I've read the paper which was pretty interesting. Sorry for taking your time, but while running the code, I've got some questions.
- Is minus of binary_cross_entropy between img, and pred_img coming from assuming the reward distribution as Bernoulli distribution? I thought that for each pixel in img (which is gt target, and value is 1 or 0) is used as Ber(y|pi) = pi^y * (1-pi)^(1-y) where y is pixel and from for each pixel dist in pred_img, we input it for pi. Please correct me if my understanding is wrong.
- Another thing is why do we divide steps (which is length of generation sequence of GFN - 16 here) for logprobs, and reward when calculating TB loss? I thought that logprobs is itself log of production of P_F(s_i | s_{i-1}) from i=1 to n as in the paper.
- Also, why there is no backward policy term in the TB loss? Are we assuming backward policy as uniform and involve it in logZ?
It would be grateful if I can have some answers! Thanks.

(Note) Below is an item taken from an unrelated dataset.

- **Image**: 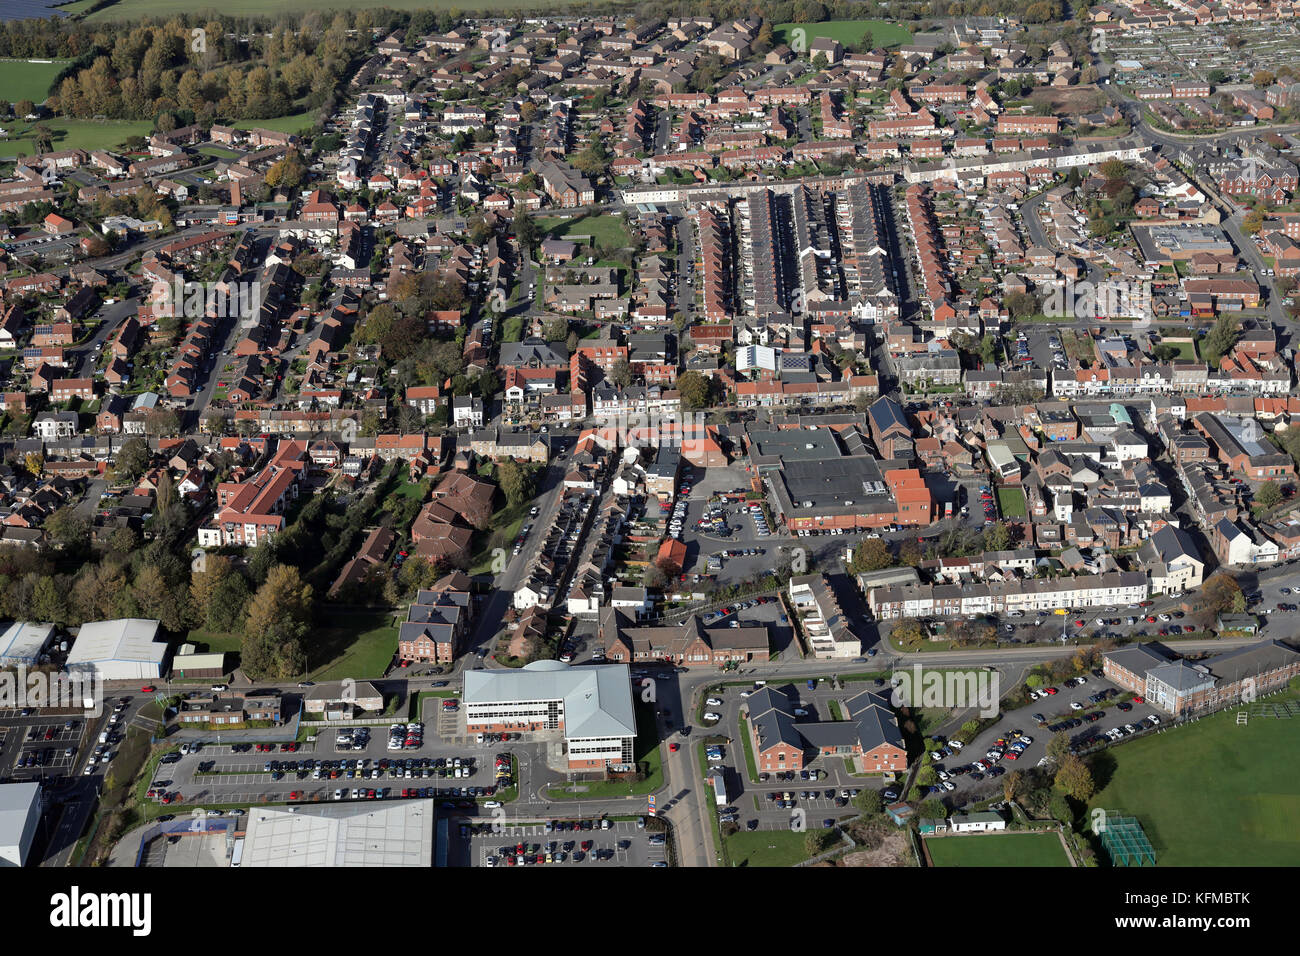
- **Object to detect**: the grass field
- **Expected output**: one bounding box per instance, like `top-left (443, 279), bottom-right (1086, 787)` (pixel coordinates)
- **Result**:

Hi Junmo, thanks for your interest in the paper.
-
The reward distribution is a distribution over latent vectors (the discrete code sequences), not images, and the reward for the latent $z$ is $R(z)=p(z)*p(x|z)$, where $p(z)$ is the prior and $p(x\mid z)$ is the decoder's likelihood of generating $x$ from the latent $z$. The term you are asking about computes $\log p(x\mid x)$: the negative binary cross-entropy between the decoder's output (
pred_img) and $x$ (gt_img) is the same as the log-likelihood of observing the target image $x$ when all the pixels are sampled from independent Bernoullis whose parameters' binary logits are given by the decoder's output. -
This is just a trick for numerical stability. The TB loss for a trajectory $s_0\rightarrow s_1\rightarrow\dots\rightarrow s_n$ is $(\log Z+\log\prod P_F(s_i\mid s_{i-1})-\log R(s_n))^2$, and we simply divided all terms inside the square by $n$ (and absorbed the $\frac1n$ constant into $\log Z$). The optimisation problem is equivalent with and without such division by $n$.
-
The generation of the latent is autoregressive (we sample the entries of the latent code one by one, in order). Therefore, each noninitial state has only one parent: the parent of a state (partial code) where the first $k$ entries have been chosen is the state where the first $k-1$ entries have been chosen and the $k$-th one is undetermined. This makes $P_B(s_{k-1}\mid s_k)$ automatically 1 for all transitions $s_{k-1}\rightarrow s_k$. It would be possible to use a different generation scheme where the policy can set the value of any undetermined entry in the latent code, not necessarily following a fixed order. In that case, we would indeed have a nontrivial backward policy. If the backward policy were fixed to uniform, it would be possible, as you noticed, to omit it from the loss and merge it into $\log Z$, since the product of backward transition likelihoods would be the same for all trajectories.